The buildings cast almost no shadows over the streets as the sun sits high in the sky. I follow the maze of streets until I find a shop with a sign above the door carved with a mortar and pestle.
Inside, the apothecary smells spicy and floral. The wizened woman at the counter has the same sliced right tip of her ear and shabby slave’s dress as I do. I wonder how long she has been here, what she could have done to have been given this fate. I approach, digging out Barnard’s coin purse.
“I’m looking for a healing salve,” I say. I know my hair only partially obscures the scrape on my cheek. “Willow bark and calendula, preferably.” The woman nods.
“Of course,” she says. She hobbles out from behind the counter, selecting a small jar from a shelf. It contains a rust-colored paste, the ingredients ground and mixed together to create the salve. Once applied, it will relieve my pain and heal the broken skin on my hands and face.
The woman sets the jar on the counter. “Anything else?”
“My master has a pest problem,” I say. The lie comes out smoothly. “You wouldn’t happen to sell hemlock, would you? He says it’s the favorite of the rats.”

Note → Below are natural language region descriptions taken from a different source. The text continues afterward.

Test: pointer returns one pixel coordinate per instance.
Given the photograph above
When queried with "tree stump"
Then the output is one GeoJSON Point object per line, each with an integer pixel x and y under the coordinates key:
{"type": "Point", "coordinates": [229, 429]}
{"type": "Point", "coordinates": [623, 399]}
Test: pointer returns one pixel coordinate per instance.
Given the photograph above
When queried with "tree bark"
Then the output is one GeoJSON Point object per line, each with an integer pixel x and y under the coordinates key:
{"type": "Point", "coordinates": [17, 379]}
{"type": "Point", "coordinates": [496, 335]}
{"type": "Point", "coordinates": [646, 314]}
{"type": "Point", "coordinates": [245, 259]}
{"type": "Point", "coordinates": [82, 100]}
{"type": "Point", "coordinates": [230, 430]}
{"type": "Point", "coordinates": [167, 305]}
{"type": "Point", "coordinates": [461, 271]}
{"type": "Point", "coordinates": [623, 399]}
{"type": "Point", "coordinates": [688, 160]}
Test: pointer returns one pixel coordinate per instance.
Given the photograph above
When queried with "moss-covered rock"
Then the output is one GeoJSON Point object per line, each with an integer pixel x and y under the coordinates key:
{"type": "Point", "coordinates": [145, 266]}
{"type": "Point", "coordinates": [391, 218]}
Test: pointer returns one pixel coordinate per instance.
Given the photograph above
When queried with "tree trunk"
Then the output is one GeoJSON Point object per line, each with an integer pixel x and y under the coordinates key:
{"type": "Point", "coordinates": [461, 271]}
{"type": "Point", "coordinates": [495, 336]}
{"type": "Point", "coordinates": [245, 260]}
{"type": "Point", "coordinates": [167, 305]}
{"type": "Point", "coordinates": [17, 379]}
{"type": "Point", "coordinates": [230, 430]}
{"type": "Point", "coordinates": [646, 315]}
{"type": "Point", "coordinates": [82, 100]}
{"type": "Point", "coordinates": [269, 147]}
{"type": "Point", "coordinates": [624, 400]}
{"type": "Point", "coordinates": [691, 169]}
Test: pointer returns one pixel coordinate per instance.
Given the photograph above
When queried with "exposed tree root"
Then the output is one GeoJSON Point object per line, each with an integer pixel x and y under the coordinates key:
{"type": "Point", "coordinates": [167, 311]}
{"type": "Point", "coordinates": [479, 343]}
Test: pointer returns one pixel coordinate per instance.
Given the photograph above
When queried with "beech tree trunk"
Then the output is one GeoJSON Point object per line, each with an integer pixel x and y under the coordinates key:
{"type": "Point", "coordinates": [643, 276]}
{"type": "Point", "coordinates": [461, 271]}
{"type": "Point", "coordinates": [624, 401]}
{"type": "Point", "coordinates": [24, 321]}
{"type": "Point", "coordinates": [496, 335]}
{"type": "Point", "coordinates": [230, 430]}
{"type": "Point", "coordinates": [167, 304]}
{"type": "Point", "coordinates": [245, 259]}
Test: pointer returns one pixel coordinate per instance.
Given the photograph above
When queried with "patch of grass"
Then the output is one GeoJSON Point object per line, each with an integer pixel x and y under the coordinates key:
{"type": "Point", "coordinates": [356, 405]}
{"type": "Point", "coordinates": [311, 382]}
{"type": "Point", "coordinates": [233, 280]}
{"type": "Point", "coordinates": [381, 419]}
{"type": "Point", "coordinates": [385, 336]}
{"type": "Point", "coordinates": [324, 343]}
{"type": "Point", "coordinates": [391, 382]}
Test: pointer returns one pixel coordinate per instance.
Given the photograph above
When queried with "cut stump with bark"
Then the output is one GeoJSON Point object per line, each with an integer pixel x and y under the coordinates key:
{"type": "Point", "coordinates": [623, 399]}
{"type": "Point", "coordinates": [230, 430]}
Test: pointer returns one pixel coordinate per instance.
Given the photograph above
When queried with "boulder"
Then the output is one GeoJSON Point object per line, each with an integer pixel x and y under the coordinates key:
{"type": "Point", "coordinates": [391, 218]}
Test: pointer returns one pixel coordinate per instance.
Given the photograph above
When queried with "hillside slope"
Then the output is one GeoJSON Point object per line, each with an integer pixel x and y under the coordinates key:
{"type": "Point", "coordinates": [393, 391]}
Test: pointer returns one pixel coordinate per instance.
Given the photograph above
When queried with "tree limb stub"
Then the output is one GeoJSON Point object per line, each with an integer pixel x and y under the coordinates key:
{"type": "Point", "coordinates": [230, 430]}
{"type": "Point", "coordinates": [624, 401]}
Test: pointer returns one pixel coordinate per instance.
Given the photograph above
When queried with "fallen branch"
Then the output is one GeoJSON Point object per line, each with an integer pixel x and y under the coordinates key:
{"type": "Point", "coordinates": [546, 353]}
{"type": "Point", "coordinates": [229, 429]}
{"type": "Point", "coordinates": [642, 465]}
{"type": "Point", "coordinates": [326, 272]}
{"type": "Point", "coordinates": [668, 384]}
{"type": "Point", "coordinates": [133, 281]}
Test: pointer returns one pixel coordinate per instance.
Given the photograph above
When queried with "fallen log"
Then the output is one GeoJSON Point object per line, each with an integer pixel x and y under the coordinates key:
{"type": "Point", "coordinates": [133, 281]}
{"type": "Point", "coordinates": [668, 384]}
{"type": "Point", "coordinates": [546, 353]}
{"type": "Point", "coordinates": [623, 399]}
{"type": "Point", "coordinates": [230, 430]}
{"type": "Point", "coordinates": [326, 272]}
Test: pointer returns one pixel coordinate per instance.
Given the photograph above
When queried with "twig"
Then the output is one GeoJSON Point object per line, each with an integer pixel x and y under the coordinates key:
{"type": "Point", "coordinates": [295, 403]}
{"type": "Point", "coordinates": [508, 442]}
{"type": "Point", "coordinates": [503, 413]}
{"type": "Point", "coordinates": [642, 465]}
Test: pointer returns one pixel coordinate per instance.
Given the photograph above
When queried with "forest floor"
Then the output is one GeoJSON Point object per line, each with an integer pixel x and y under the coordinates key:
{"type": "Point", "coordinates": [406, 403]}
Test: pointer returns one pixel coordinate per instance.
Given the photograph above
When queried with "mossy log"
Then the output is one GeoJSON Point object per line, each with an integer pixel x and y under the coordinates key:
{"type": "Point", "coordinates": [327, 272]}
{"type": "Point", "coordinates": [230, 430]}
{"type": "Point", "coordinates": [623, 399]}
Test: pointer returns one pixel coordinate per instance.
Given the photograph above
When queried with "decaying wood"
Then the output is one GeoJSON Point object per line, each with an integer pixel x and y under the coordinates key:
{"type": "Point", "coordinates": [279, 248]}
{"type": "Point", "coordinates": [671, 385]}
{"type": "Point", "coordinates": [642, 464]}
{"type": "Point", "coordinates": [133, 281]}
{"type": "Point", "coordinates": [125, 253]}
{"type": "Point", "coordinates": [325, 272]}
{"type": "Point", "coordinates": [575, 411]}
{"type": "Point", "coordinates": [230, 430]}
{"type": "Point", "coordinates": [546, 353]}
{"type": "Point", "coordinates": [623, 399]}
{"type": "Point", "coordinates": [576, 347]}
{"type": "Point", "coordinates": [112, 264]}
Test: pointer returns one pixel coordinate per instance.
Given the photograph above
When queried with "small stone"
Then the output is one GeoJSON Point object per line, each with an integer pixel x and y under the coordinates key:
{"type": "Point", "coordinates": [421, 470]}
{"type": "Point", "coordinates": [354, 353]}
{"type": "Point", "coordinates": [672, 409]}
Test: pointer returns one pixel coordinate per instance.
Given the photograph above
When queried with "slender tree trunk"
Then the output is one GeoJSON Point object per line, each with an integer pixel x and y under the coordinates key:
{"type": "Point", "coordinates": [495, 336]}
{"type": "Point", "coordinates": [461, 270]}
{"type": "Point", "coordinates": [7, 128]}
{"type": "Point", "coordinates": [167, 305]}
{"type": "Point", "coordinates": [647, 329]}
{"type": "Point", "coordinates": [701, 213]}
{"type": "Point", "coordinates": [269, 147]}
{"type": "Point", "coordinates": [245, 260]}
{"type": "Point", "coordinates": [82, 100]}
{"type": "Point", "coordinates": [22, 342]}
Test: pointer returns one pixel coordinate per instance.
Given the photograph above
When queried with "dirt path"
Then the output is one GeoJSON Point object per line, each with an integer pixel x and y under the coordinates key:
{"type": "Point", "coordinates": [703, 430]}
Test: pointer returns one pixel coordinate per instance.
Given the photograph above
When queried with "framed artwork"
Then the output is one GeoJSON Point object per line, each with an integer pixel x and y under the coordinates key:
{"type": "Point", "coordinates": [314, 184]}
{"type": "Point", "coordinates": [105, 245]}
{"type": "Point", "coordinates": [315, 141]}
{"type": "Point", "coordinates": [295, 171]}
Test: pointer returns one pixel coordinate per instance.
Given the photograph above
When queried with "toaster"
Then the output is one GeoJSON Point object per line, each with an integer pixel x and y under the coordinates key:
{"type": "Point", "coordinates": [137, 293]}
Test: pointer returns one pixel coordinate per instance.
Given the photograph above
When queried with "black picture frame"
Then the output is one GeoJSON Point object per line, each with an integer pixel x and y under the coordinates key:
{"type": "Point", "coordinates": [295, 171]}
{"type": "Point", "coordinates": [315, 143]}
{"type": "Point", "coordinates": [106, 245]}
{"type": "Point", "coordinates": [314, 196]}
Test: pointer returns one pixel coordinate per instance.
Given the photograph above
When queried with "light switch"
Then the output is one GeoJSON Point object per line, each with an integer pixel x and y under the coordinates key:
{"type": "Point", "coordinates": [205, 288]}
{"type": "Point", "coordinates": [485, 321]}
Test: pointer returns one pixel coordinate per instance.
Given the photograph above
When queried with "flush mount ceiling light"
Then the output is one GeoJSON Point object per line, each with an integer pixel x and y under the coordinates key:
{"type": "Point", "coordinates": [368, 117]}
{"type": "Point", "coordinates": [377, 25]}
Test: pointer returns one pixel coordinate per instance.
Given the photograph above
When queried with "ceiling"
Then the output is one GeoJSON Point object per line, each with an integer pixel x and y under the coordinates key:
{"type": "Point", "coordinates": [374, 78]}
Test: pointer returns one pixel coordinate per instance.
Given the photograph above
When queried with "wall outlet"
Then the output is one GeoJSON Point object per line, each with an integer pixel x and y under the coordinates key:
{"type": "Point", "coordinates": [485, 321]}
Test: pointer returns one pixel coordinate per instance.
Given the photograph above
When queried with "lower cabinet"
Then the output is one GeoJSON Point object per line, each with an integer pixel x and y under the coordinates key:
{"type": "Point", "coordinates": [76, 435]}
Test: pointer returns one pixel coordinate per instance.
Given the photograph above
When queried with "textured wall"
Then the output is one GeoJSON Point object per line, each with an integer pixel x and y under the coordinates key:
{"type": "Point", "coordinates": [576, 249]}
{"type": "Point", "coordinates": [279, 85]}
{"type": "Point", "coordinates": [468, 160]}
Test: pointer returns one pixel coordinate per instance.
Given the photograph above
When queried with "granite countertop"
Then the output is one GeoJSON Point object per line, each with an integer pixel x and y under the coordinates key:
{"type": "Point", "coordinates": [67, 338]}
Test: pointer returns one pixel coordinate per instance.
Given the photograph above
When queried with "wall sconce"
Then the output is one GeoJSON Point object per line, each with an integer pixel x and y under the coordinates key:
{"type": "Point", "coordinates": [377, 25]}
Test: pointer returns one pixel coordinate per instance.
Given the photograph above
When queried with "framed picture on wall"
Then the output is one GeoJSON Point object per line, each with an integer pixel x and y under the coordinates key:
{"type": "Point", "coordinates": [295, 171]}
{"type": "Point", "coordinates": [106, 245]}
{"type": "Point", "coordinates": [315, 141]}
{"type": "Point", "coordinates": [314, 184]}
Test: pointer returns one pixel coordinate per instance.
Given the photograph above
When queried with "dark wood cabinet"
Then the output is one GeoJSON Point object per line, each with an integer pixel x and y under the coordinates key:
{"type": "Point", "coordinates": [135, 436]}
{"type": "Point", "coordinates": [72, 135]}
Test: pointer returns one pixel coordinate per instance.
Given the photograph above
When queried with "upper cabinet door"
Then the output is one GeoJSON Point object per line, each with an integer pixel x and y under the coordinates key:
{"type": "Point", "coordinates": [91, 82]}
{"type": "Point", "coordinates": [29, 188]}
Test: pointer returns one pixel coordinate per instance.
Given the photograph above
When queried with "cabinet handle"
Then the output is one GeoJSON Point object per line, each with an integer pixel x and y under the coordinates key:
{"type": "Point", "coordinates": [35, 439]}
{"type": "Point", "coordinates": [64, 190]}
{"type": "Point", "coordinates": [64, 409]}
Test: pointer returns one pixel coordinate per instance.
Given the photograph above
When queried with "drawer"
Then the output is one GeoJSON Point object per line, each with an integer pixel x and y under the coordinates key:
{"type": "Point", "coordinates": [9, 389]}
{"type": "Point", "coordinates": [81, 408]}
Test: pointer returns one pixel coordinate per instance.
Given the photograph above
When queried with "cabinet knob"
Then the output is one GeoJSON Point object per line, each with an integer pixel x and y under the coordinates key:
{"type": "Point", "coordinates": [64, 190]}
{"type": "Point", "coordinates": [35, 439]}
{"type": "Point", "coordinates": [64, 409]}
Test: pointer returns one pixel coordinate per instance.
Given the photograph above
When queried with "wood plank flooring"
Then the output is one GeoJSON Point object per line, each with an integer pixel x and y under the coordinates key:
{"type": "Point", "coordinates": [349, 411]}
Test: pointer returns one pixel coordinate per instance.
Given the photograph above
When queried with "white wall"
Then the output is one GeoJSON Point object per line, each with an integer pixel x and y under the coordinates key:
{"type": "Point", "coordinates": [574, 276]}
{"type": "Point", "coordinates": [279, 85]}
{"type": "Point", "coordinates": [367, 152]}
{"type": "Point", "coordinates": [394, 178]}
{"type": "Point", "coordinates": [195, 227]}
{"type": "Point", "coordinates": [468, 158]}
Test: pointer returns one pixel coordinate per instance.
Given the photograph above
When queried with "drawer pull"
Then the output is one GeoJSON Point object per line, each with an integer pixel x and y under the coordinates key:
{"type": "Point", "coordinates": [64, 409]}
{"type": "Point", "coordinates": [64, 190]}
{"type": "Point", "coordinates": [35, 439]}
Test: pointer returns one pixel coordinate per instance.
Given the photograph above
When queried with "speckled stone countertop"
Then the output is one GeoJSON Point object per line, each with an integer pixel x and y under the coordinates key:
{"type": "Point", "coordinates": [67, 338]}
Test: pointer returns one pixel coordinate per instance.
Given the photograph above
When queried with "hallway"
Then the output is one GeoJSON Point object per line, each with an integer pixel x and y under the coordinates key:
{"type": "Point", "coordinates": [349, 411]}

“I do,” the woman says. She goes and gets it from a shelf locked behind glass. The jar is spherical, with a flattened bottom and a small opening at the top sealed with wax. The clumpy flakes inside are bright white.
The woman tells me the price, and I hand her the amount from the coin purse with a smile.
I grasp the strap of the satchel over my shoulder; the jars clink together inside. When I return to the forge, Barnard still has not stirred. I hear his snores through the walls of the shop. I set the satchel down, pulling the jar of hemlock out. I pop off the wax seal with a nail.
I move silently into Barnard’s bedroom, like a mountain cat stalking through the alpine trees in the mountains. My gaze stays pinned to the sleeping blacksmith, spread out on his mattress.
I ease onto his mattress, pinning his arms to its surface as I straddle his midsection. My silver hair cascades over my shoulders. I tip the jar of white flakes into his mouth. It falls into his throat, and I clamp my hands over his mouth. He startles awake, and sputters a cough. He struggles under my weight, tries to kick me off, but I have the advantage here.
I look him in the eye—he can’t help but swallow the powder, with my hands covering his mouth. I feel it move down his throat under my hands.
I wait a short while, biding my time as he wriggles under me. Finally, he goes still, twitching slightly. The hemlock paralyzes him completely, but his eyes stare up at me, so wide that I can see the whites all the way around the dark irises. I release him, and swing my leg over him to step off the bed. His eyes flick to and fro, attempting to follow my movements, but he is immobile.
His mind, however, is aware. He knows exactly what I’ve done to him.
“You’re the savage,” I hiss, baring teeth.
Within minutes, the whites of his eyes are red with burst blood vessels, and bubbling foam leaks from his mouth. Barnard and I watch each other as he dies, and I replace the stopper on the jar of hemlock, leaving the blacksmith for the rats.